In our current lifestyles, living in nuclear families, away from home & parents, how many festivals do we celebrate with all the rituals & traditions? Hardly any. Most festivals in metro cities have become an excuse for parties and fun. I’m not saying it’s wrong, that’s another way to get together with people you love and have a good time, but what about our traditions? How many of us from this generations know even half of what our parents know about Indian culture? Not many.
My father always emphasised on celebrating all festivals with full enthusiasm & rituals and pushed us to follow all the steps even if it took longer. He would make sure he visits everyone he knew on Holi & Diwali and he would take us along even when we didn’t want to go. I didn’t understand the importance of meeting everyone during festivals, and exchanging sweets. I wanted to play with colors & burn crackers.
After I got married I heard stories of how my mother-in-law used to put ‘aipan’ (the traditional art drawn on doors and floor in Diwali to welcome goddess Laxmi) on 22 doors and hundreds of steps. It took her 3 days just to do that. She used to make ‘singhal’ (traditional home made pahadi sweet) from dawn to sunset because they were distributed to all family members, neighbours and more or less the whole town, since everyone knew everyone.
I have always celebrated Diwali with my parents. After marriage I made sure we visit Nainital, my hometown, to celebrate with both my families even when we had to pay a huge amount to buy last minute tickets. Diwali without family sounds incomplete.
There was just this one year we couldn’t make it and had to celebrate in Bangalore. Diwali is not as big a festival in South India as it’s in North India and so Harsh didn’t get a leave. I had optional holiday so I took it. I had to, it was Diwali! I wanted to make sure I do all that Maa & Maa in law do back at home. So I pushed all my limits to celebrate it in the same traditional way. Did all the preparations alone since there was no family to help. And then I invited my cousins to do the Pooja & have dinner with us. That was all the family I had in a new city back then. I remember how my back hurt by the time I finished doing everything. When I sat down with my dinner plate on the table I sighed with satisfaction that I did what my parents would do. I was happy I did all of it but you know what still the best part was? Looking at my husband & cousins do Pooja together. Even if I had done everything and it would have been just me & Harsh, it wouldn’t have been the same. All of us together was what made the difference.

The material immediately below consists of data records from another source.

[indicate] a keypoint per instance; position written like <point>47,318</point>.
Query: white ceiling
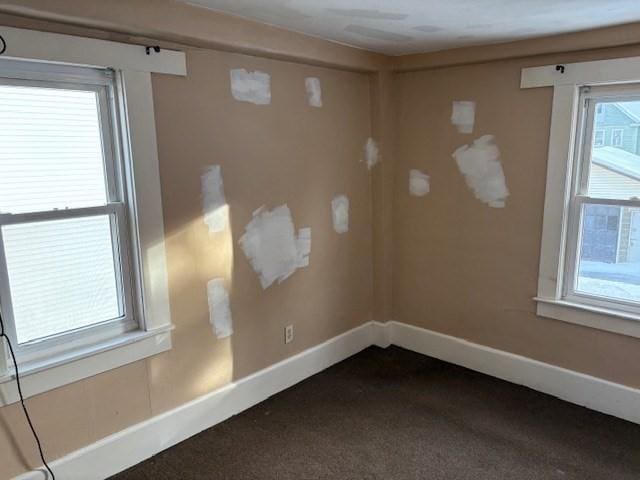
<point>409,26</point>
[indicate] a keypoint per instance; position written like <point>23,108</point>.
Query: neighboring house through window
<point>590,256</point>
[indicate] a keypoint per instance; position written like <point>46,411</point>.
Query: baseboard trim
<point>591,392</point>
<point>131,446</point>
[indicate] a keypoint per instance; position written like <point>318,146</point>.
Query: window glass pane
<point>62,275</point>
<point>50,150</point>
<point>609,254</point>
<point>615,155</point>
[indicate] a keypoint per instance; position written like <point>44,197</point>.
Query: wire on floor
<point>24,407</point>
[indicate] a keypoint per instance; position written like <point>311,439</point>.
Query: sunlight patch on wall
<point>371,153</point>
<point>214,205</point>
<point>340,213</point>
<point>314,91</point>
<point>219,308</point>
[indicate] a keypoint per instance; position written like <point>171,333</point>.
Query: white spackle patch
<point>214,205</point>
<point>253,87</point>
<point>371,153</point>
<point>463,116</point>
<point>314,91</point>
<point>340,213</point>
<point>482,170</point>
<point>418,183</point>
<point>271,246</point>
<point>219,309</point>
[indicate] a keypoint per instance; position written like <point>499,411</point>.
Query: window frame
<point>133,66</point>
<point>621,130</point>
<point>604,137</point>
<point>590,98</point>
<point>102,83</point>
<point>567,83</point>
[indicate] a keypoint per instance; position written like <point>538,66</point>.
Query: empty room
<point>320,239</point>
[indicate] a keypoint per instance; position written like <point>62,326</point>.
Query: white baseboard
<point>143,440</point>
<point>578,388</point>
<point>128,447</point>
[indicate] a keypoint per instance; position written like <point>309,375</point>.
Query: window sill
<point>39,377</point>
<point>599,318</point>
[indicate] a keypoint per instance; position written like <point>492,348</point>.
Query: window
<point>598,138</point>
<point>601,264</point>
<point>83,277</point>
<point>616,137</point>
<point>64,232</point>
<point>590,250</point>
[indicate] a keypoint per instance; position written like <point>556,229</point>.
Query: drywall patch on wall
<point>340,213</point>
<point>418,183</point>
<point>214,205</point>
<point>219,309</point>
<point>253,87</point>
<point>482,170</point>
<point>371,153</point>
<point>463,116</point>
<point>314,91</point>
<point>272,247</point>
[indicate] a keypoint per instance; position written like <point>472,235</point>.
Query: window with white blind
<point>66,276</point>
<point>602,259</point>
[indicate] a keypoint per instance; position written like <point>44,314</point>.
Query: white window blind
<point>61,274</point>
<point>61,211</point>
<point>50,150</point>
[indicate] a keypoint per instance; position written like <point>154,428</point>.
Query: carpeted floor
<point>393,414</point>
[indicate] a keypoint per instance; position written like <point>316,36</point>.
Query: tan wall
<point>287,152</point>
<point>468,270</point>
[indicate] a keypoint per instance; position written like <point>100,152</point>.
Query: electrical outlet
<point>288,334</point>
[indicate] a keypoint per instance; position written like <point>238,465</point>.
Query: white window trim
<point>566,80</point>
<point>134,67</point>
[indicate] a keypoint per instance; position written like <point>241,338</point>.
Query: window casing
<point>113,210</point>
<point>561,232</point>
<point>605,289</point>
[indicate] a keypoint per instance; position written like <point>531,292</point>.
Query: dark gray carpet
<point>393,414</point>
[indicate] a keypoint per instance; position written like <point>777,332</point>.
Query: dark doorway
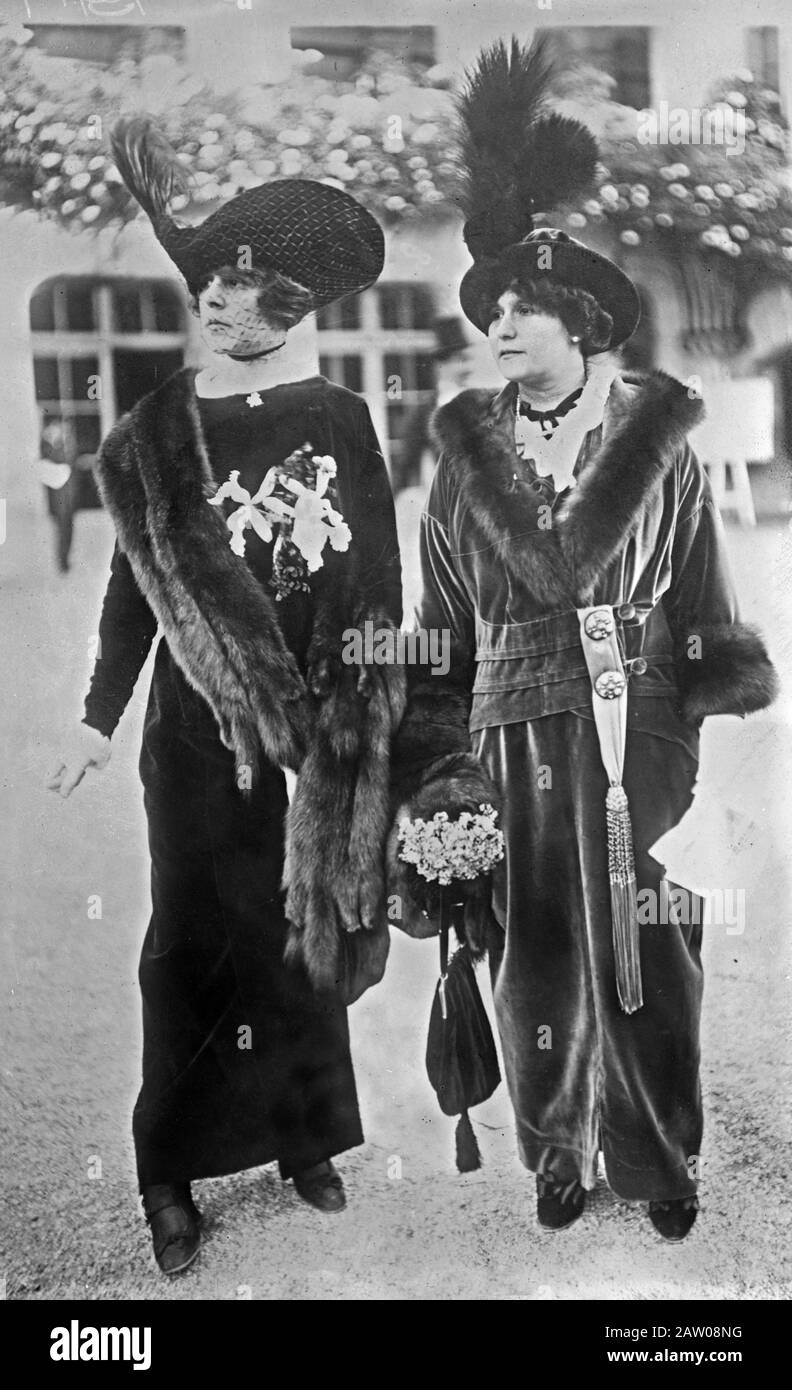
<point>136,373</point>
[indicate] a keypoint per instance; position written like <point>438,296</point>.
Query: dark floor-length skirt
<point>582,1075</point>
<point>242,1061</point>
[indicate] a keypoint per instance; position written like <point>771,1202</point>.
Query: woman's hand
<point>84,748</point>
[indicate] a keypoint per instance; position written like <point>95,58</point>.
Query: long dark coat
<point>505,576</point>
<point>245,1059</point>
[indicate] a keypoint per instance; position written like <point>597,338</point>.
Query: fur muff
<point>336,827</point>
<point>724,670</point>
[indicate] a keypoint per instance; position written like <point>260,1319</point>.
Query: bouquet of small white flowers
<point>446,851</point>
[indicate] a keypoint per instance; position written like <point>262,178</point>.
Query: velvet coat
<point>505,571</point>
<point>245,1034</point>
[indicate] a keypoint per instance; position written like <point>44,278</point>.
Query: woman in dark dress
<point>573,549</point>
<point>254,526</point>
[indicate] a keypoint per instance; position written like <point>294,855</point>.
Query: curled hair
<point>282,302</point>
<point>578,312</point>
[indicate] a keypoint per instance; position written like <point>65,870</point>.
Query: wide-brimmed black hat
<point>313,232</point>
<point>552,255</point>
<point>521,160</point>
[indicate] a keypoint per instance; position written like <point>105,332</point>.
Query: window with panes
<point>99,345</point>
<point>381,345</point>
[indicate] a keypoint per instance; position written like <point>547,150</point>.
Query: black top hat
<point>313,232</point>
<point>450,337</point>
<point>517,163</point>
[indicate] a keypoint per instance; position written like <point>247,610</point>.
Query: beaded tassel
<point>623,900</point>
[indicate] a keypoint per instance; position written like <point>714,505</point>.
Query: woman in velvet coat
<point>573,489</point>
<point>245,1033</point>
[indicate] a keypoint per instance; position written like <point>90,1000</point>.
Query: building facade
<point>92,321</point>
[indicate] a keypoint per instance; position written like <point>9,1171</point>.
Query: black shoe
<point>174,1221</point>
<point>559,1204</point>
<point>321,1186</point>
<point>674,1219</point>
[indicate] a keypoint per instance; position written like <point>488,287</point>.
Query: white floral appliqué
<point>310,520</point>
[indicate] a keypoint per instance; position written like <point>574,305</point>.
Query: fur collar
<point>223,630</point>
<point>154,477</point>
<point>645,428</point>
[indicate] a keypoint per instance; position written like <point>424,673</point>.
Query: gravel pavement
<point>413,1228</point>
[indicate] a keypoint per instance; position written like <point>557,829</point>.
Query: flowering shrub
<point>445,849</point>
<point>695,196</point>
<point>384,135</point>
<point>389,136</point>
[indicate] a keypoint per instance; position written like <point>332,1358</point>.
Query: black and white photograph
<point>396,583</point>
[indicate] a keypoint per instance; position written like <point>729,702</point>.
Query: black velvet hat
<point>521,161</point>
<point>313,232</point>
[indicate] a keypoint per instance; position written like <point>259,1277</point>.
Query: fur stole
<point>154,478</point>
<point>645,438</point>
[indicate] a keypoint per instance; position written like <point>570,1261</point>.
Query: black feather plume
<point>518,159</point>
<point>147,164</point>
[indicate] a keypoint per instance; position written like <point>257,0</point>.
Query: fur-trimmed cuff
<point>453,784</point>
<point>724,670</point>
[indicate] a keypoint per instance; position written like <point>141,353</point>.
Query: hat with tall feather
<point>313,232</point>
<point>521,160</point>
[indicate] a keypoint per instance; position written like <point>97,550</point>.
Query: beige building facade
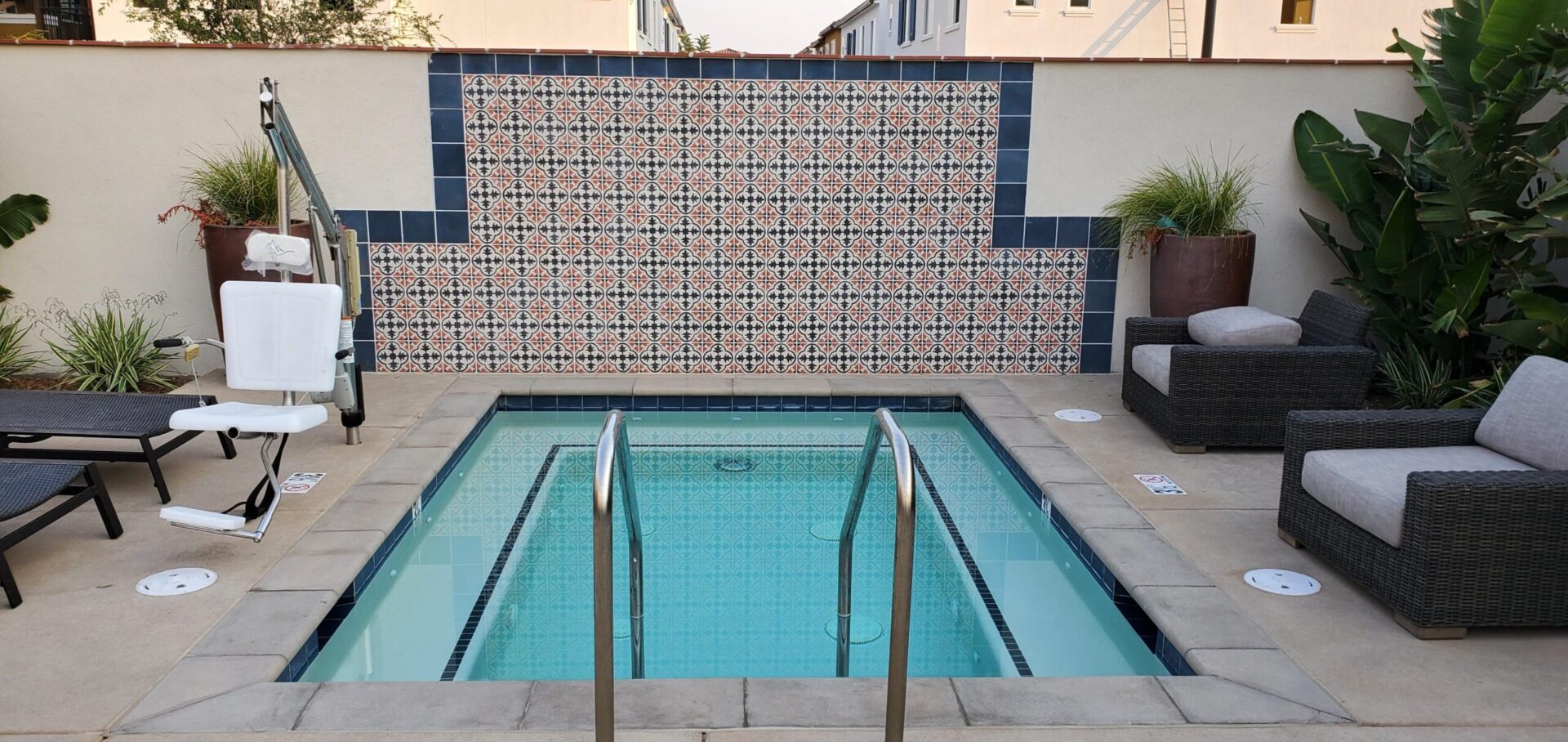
<point>604,25</point>
<point>1138,29</point>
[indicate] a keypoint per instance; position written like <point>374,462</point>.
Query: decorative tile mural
<point>601,214</point>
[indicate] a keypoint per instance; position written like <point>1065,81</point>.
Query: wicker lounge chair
<point>32,416</point>
<point>25,485</point>
<point>1239,394</point>
<point>1379,496</point>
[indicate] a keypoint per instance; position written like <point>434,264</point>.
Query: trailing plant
<point>1457,212</point>
<point>15,358</point>
<point>20,215</point>
<point>286,20</point>
<point>107,346</point>
<point>1201,198</point>
<point>234,187</point>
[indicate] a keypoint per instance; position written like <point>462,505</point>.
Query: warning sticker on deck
<point>301,482</point>
<point>1159,484</point>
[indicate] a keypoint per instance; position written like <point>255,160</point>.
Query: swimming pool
<point>741,510</point>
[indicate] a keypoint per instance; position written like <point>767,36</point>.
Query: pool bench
<point>33,416</point>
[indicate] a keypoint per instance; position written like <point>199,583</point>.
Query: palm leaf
<point>20,215</point>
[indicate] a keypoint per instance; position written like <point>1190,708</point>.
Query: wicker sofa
<point>1239,394</point>
<point>1379,496</point>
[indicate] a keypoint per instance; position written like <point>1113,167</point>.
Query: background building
<point>608,25</point>
<point>1242,29</point>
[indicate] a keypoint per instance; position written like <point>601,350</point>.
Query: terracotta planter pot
<point>225,248</point>
<point>1191,275</point>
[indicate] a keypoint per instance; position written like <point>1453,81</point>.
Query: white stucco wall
<point>501,24</point>
<point>107,136</point>
<point>1101,124</point>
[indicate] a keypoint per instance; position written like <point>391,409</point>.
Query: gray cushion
<point>1155,364</point>
<point>1242,325</point>
<point>1529,421</point>
<point>1368,485</point>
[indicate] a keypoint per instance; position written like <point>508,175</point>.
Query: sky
<point>761,25</point>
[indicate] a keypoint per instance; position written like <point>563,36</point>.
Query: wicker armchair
<point>1482,548</point>
<point>1239,394</point>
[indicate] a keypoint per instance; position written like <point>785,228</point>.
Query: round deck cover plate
<point>1078,414</point>
<point>185,579</point>
<point>1283,583</point>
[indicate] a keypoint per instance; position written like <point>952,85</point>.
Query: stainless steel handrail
<point>613,460</point>
<point>883,426</point>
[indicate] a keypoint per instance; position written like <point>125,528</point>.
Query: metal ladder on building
<point>1176,15</point>
<point>883,427</point>
<point>613,462</point>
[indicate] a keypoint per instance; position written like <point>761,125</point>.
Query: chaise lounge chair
<point>32,416</point>
<point>1454,518</point>
<point>25,485</point>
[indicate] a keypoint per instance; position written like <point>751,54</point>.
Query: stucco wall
<point>1098,126</point>
<point>514,24</point>
<point>109,134</point>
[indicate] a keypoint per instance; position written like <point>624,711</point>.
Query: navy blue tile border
<point>1120,597</point>
<point>1012,225</point>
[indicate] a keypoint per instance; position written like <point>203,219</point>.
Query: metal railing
<point>613,462</point>
<point>883,427</point>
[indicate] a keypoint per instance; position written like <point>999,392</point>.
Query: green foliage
<point>286,22</point>
<point>15,360</point>
<point>234,187</point>
<point>1414,380</point>
<point>1454,212</point>
<point>20,215</point>
<point>1203,198</point>
<point>695,42</point>
<point>107,346</point>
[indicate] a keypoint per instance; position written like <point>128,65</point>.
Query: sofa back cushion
<point>1242,325</point>
<point>1332,320</point>
<point>1529,421</point>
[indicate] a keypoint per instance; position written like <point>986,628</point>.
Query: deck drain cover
<point>1283,583</point>
<point>736,465</point>
<point>185,579</point>
<point>862,631</point>
<point>1078,414</point>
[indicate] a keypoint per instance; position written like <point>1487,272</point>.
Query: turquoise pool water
<point>741,571</point>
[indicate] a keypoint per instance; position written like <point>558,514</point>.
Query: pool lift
<point>287,336</point>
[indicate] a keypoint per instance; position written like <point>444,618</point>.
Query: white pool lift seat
<point>278,337</point>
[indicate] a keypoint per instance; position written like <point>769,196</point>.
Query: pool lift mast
<point>330,237</point>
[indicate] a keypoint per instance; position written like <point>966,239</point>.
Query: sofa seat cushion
<point>1242,325</point>
<point>1529,421</point>
<point>1368,485</point>
<point>1153,363</point>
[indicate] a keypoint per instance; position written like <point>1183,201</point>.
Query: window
<point>1297,13</point>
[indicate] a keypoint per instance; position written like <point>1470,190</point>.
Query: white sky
<point>761,25</point>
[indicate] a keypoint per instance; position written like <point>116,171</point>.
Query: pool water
<point>741,515</point>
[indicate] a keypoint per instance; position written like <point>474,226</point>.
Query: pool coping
<point>229,680</point>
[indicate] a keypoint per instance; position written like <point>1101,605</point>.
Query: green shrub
<point>15,358</point>
<point>1459,212</point>
<point>107,346</point>
<point>1200,198</point>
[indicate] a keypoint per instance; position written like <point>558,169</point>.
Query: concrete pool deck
<point>102,653</point>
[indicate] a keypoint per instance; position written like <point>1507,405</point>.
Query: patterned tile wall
<point>612,214</point>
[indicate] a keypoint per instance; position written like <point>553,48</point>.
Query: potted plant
<point>231,194</point>
<point>1192,221</point>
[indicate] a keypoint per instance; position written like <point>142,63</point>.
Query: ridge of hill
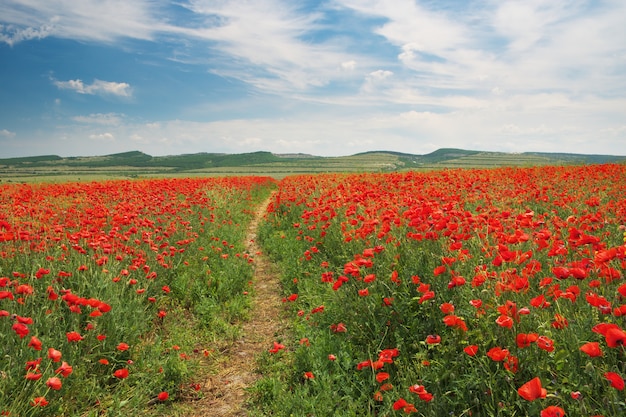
<point>137,163</point>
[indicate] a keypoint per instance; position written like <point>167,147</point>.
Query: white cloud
<point>107,137</point>
<point>93,20</point>
<point>12,35</point>
<point>6,133</point>
<point>97,87</point>
<point>111,119</point>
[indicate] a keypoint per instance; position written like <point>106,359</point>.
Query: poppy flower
<point>552,411</point>
<point>576,395</point>
<point>54,354</point>
<point>525,339</point>
<point>447,308</point>
<point>545,343</point>
<point>74,337</point>
<point>497,354</point>
<point>39,402</point>
<point>592,349</point>
<point>471,350</point>
<point>65,369</point>
<point>35,343</point>
<point>54,383</point>
<point>33,376</point>
<point>20,329</point>
<point>277,347</point>
<point>381,376</point>
<point>504,321</point>
<point>420,390</point>
<point>401,404</point>
<point>532,390</point>
<point>615,379</point>
<point>121,373</point>
<point>615,337</point>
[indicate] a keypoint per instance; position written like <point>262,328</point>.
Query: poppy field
<point>104,285</point>
<point>462,292</point>
<point>457,292</point>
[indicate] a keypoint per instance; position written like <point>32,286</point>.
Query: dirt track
<point>225,391</point>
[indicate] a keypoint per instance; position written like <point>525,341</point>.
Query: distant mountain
<point>373,160</point>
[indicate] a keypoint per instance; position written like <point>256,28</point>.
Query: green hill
<point>136,163</point>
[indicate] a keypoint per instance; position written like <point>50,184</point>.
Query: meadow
<point>466,292</point>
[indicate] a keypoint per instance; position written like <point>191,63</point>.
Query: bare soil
<point>225,389</point>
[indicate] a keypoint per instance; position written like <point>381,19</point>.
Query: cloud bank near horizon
<point>323,77</point>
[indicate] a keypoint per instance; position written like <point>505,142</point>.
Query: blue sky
<point>336,77</point>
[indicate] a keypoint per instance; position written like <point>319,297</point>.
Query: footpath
<point>225,391</point>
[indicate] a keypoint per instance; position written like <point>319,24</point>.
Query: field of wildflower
<point>102,284</point>
<point>453,292</point>
<point>458,292</point>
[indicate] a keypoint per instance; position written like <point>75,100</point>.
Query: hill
<point>136,163</point>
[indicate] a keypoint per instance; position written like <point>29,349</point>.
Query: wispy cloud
<point>271,44</point>
<point>108,119</point>
<point>97,87</point>
<point>6,133</point>
<point>92,20</point>
<point>107,137</point>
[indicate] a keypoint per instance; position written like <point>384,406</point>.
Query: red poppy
<point>616,380</point>
<point>552,411</point>
<point>54,383</point>
<point>54,354</point>
<point>33,376</point>
<point>35,343</point>
<point>401,404</point>
<point>20,329</point>
<point>381,376</point>
<point>498,354</point>
<point>39,402</point>
<point>525,339</point>
<point>504,321</point>
<point>471,350</point>
<point>532,390</point>
<point>74,337</point>
<point>592,349</point>
<point>615,337</point>
<point>545,343</point>
<point>277,347</point>
<point>65,369</point>
<point>121,373</point>
<point>447,308</point>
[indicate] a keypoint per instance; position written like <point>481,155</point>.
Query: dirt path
<point>225,392</point>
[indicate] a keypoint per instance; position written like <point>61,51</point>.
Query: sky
<point>328,78</point>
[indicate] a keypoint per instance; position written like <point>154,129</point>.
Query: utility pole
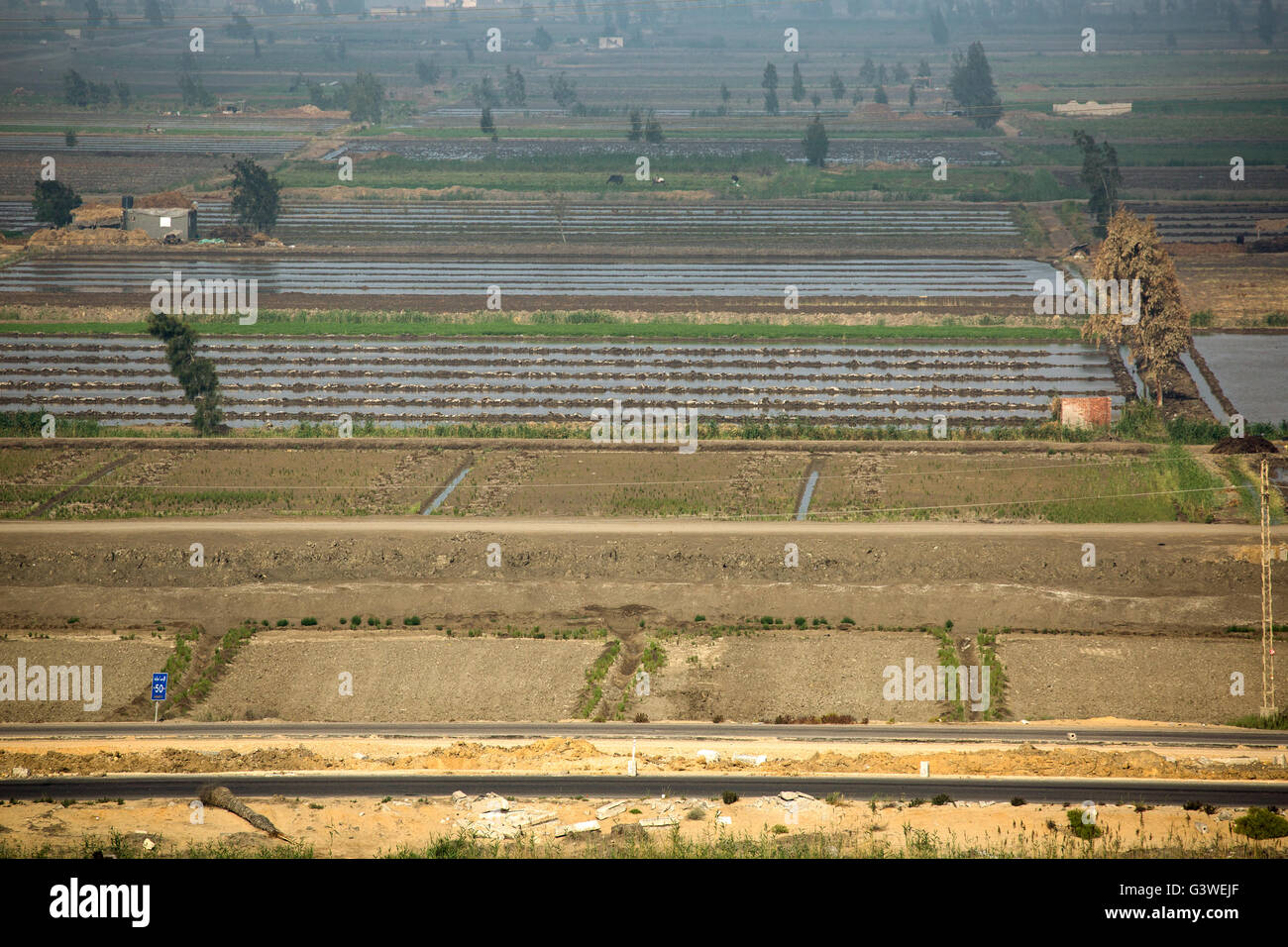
<point>1267,618</point>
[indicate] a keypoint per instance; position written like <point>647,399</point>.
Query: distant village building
<point>1086,412</point>
<point>1091,108</point>
<point>160,223</point>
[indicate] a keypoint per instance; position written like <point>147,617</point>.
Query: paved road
<point>867,733</point>
<point>964,789</point>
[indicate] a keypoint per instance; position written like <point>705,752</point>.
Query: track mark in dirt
<point>445,489</point>
<point>807,483</point>
<point>1059,236</point>
<point>85,480</point>
<point>492,493</point>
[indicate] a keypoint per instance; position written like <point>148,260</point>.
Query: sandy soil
<point>128,667</point>
<point>1149,579</point>
<point>398,677</point>
<point>1162,678</point>
<point>655,755</point>
<point>370,827</point>
<point>748,676</point>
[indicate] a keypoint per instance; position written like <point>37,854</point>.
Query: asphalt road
<point>859,733</point>
<point>961,789</point>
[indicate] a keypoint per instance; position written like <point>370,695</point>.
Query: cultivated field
<point>415,382</point>
<point>554,478</point>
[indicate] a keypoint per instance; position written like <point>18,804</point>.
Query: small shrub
<point>1261,823</point>
<point>1083,830</point>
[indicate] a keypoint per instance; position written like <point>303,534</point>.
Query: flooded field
<point>1252,371</point>
<point>282,380</point>
<point>187,145</point>
<point>382,222</point>
<point>381,275</point>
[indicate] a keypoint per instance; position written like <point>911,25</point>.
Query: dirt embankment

Indian culture teaches us the importance of being with families. It’s a part of our culture. And however western we want to be in our way of living, we must not forget that being Indian is what defines us. I have realised that running behind western way of living may look cool in today’s time but doing it at the cost of losing ourselves & our values, isn’t fine.
People from all over the world are following Indian culture & we Indians are running away from it, feeling its outdated & backwards to be have Indian values. I had few foreigner friends wishing me Navratri & how they felt about it and here I was not even knowing what devi is worshiped on what day. I felt very small that day.
We must save our traditions, and way of living, to pass it on to our future generations, or else we will lose the essence of our being. Our country’s rich heritage and culture is what makes it stand out from the world, losing it would be a loss to the entire world.
And that’s why I am here, in Nainital, to celebrate the biggest festival with my families. To learn more and to share more with generations to come. I still am quite western in a lot of ways I think, thanks to the way we have been bought up in metro cities, but I’ll try to keep the good parts of the Indian in me alive for as long as I live. I’m not trying to become an extreme Indian with no respect for other cultures, I’m trying to find a balance of accepting myself as an Indian who follows good parts of western culture but doesn’t forget her own. It’s not easy, because it’s not considered ‘modern’ & ‘cool’ and sometimes it’s not very convenient & takes effort but it sure is who I want to be from now on.
Better late (realisations) than never!